By the time Jaeger-LeCoultre unveiled its Gyrotourbillon ($310,000) last spring, at least three other makers already had developed multiaxis tourbillons, the captivating, revolving interpretation of Abraham-Louis Breguet’s original tourbillon concept. For its panache, however, the Gyrotourbillon stands above the others.
Watchmaking credentials are not required to recognize that something unusual is occurring as the spherical cage gyrates in multiple directions, with an inner axis spinning at the relatively dizzying velocity of 2.5 revolutions per minute while the outer cage completes the standard one revolution per minute. By increasing the mechanism’s speed, Jaeger-LeCoultre has taken the function of the tourbillon (which is to reduce gravity’s effect on the escapement by constantly changing its position, thus enhancing the watch’s accuracy) and transformed it into theater.
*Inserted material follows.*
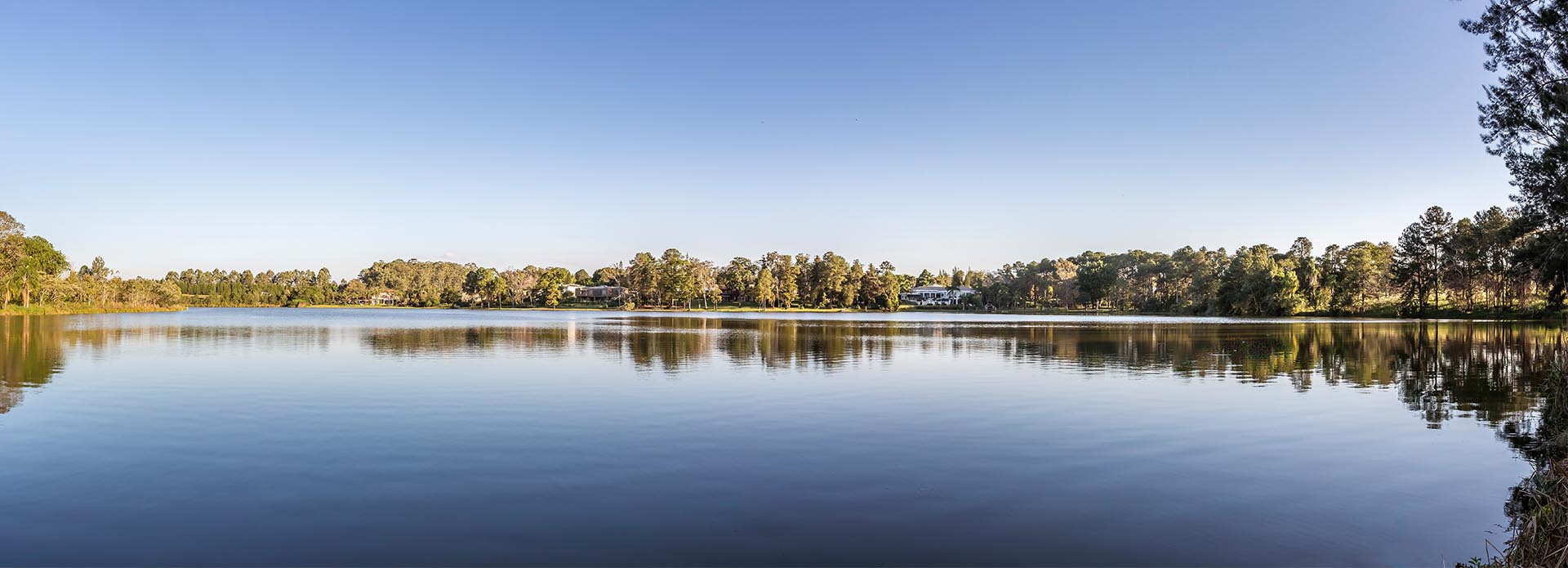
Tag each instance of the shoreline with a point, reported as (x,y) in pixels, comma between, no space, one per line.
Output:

The Gyrotourbillon’s idiosyncratic chief architect, Jaeger-LeCoultre’s Eric Coudray, did not stop with the rotating tourbillon mechanism. He went two steps beyond by endowing the watch with a newly engineered double-retrograde perpetual calendar function and a running equation of time—either of which on its own would have been a unique and compelling feature. The combination of the three exotic complications amounts to a feast for those able to acquire one of the 75 Gyrotourbillons that Jaeger-LeCoultre will produce.
The creation of a flamboyant watch such as the Gyrotourbillon is indeed a milestone for a staid manufacture such as Jaeger-LeCoultre. “We recognized that collectors at this level want something beyond the normal complicated watches they have seen before,” says Ronnie Wolfgang, president of Jaeger-LeCoultre North America. “With the Gyrotourbillon, we pulled out all the stops to give them something totally unique.” Coming from a house as conservative as Jaeger-LeCoultre, the Gyrotourbillon is a clear sign that the industry’s newfound fascination with unconventional complicated watchmaking is more than a passing fad.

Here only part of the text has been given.